Qual é o papel do Estado nesse processo?

É fundamental. Veja Estados Unidos, Alemanha, Coreia do Sul e China.

Quatro países de características estruturais diferenciados entre si e também em diferentes estágios de desenvolvimento. O que há de comum entre eles? O papel do Estado, em coesão com a indústria e institutos de pesquisa em prol da industrialização renovada como base para o desenvolvimento.

O Brasil pode e deve se espelhar nesses modelos, não necessariamente copiando-os, mas a la Oswald de Andrade, numa antropofagia, tropicalizando boas experiências internacionais e a nossa própria.

O ressurgimento do Ministério da Indústria e Comércio, por si só, conseguirá recolocar a política industrial na agenda econômica do país?
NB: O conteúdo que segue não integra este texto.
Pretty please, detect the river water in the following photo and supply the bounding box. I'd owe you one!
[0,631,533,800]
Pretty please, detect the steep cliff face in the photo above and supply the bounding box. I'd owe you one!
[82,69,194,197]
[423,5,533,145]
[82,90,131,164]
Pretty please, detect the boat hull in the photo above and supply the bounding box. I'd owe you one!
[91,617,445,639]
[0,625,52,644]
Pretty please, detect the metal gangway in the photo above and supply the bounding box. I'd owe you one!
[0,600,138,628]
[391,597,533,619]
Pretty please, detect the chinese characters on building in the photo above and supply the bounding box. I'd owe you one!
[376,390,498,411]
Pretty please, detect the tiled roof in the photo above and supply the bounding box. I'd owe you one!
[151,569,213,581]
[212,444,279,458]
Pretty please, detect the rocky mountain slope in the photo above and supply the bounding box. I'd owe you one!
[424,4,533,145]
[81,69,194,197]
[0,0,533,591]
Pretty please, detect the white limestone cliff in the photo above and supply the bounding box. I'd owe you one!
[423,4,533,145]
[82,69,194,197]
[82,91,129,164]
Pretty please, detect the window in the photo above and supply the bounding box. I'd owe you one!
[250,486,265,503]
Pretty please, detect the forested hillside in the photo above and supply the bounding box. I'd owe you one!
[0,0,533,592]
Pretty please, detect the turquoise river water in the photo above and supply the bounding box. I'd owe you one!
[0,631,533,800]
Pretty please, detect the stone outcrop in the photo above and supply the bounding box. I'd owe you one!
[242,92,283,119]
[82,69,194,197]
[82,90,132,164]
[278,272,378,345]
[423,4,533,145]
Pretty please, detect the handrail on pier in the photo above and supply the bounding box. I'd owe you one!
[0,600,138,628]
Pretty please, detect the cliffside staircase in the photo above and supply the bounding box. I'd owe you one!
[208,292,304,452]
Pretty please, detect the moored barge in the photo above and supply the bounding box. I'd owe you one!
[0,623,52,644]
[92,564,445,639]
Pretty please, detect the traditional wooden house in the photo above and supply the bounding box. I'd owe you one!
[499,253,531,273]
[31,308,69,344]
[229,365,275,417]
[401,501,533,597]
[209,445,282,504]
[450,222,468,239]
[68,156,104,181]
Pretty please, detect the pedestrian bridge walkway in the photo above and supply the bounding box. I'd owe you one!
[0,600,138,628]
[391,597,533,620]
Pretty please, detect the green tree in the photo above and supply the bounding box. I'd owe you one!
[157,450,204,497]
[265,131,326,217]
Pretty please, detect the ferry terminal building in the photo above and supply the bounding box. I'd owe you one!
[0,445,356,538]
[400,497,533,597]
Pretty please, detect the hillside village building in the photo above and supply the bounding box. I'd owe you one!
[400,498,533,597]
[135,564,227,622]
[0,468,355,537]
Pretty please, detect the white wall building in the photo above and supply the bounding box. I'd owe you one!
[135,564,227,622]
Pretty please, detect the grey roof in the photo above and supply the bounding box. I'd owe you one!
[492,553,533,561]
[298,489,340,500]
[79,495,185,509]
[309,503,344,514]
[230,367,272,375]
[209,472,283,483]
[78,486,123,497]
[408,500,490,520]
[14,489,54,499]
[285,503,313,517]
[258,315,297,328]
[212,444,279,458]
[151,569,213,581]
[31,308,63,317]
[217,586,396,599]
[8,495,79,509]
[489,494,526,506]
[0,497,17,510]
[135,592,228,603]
Como integrante do governo de transição, na área econômica, vejo como um grande avanço a recriação dos ministérios da Planejamento, assim como o de Desenvolvimento Industrial e Comércio Exterior. Também houve o desmembramento do ministério da Gestão, outro grande avanço. No caso específico do MDIC, isso vai recolocar o tema da politica industrial de volta à agenda, de onde nunca deveria ter saído. A nomeação do vice-presidente (Geraldo) Alckmin como titular da pasta sem dúvida representa o seu empoderamento.

As dificuldades são mais de ordem política do que econômica?

Há a questão da correlação de forças e no Brasil há a supremacia do setor financeiro e do agronegócio na definição da política econômica. A indústria brasileira, o comercio e os serviços precisam exercer maior influência no Executivo e no Legislativo para fazer valer seus interesses. Claro que tudo deve ser em prol do desenvolvimento da nação e não vantagens setoriais.

Com a cobertura jornalística dominada pelo mercado financeiro, falta uma visão mais abrangente sobre a importância do setor industrial?

Sim. O debate público via mídia é dominado pelos interesses rentistas.

É preciso ampliar os espaços para discussão das questões ligadas ao desenvolvimento, e vejo que há boas possibilidades de recolocar a questão. A começar com uma atuação mais firme das entidades representativas dos setores produtivos e da própria sociedade, no sentido de democratizar as decisões econômicas.